As a leading online agent putting sellers together with buyers, we’ve helped facilitate countless moves, and in that time we’ve picked up a raft of essential tips and tricks to help the whole process go as smoothly as possible. Let’s get started.
Before anything else
Get prepared. Moving house might be something you do on the last day, but packing shouldn’t be. Here’s some tips:
- Consider what you don’t need and recycle or sell it before you move, no need to shift useless furniture and trinkets to your new property, only to get rid of them once they’re there.
- Make a priority list for packing
- Calculate how many boxes you’re going to need well in advance.
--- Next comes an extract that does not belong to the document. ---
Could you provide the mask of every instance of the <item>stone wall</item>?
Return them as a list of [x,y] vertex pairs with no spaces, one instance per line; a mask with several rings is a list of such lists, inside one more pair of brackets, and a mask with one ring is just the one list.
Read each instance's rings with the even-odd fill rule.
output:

Get yourself boxes of all sizes and stock up on the packing tape, newspaper and bubble wrap – you’re going to need far more than you think.
- Check that your contents insurance covers damages and breakages during the move.
- Pack a box with just the “essentials” for comfort. We’re talking about essential bathroom and kitchen supplies so you can eat, drink and go to the toilet in comfort as you shuttle back and forth between your two properties.
- Organise messy spots in your home, like your attic or garage. You don’t want to be spending half your moving day getting this sorted out.
On the day
- Start early and start with a plan. Packing always takes longer than you think, so get to it as soon as possible.
- Just like washing a car, start at the top and make your way down through the house. A scattershot approach will only lead to wasted time.
- Pack your heaviest items in small boxes, that way they’ll be easier to carry and you won’t overload a large box with big, heavy items you can’t move.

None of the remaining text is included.